THE NEW PATIENT-CENTRICITY
The term “patient-centric” has taken on new meaning in recent months due to the COVID-19 pandemic. For many healthcare-related companies, patient-centric means “a focus on the needs of the patient”. But with pandemic measures in place, patient needs have expanded, and the industry – medical device and pharma companies, healthcare providers, payers and other key stakeholders related to a patient’s care – must adapt to these increased patient needs.
At the onset of the pandemic, the risks for patients receiving care increased overnight.
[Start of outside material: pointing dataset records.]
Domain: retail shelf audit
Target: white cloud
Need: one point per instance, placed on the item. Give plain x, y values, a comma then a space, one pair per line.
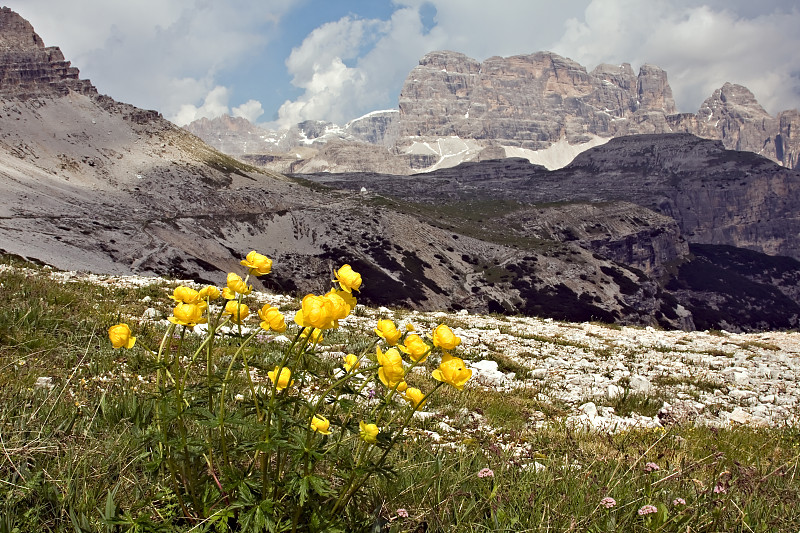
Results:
700, 47
384, 52
214, 105
249, 110
161, 54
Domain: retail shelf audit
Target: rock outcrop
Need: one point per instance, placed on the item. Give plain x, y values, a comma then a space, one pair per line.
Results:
540, 106
89, 183
30, 69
Locations patients had relied on to receive care, such as hospitals, became high-risk centres where they might acquire COVID-19, and healthcare workers formerly devoted to administering routine care were no longer available for non-acute care.1 Therefore, the ongoing pandemic situation prompts the question: in the new normal, should the term “patient-centric” now inherently include allowing a patient to
have their healthcare needs met from their home without in-person interaction?
Due to COVID-19, changes in the healthcare system have occurred in a fraction of the usual time. From the patient perspective, Medicare reports a surge in US telehealth visit numbers – from 13,000 beneficiaries pre-pandemic to nearly 1.7 million beneficiaries in the final week of April 2020.2 In hitherto unseen numbers, patients are turning to technology to enable telehealth visits with healthcare providers, which accommodate these new patient needs by allowing for the remote continuation of care.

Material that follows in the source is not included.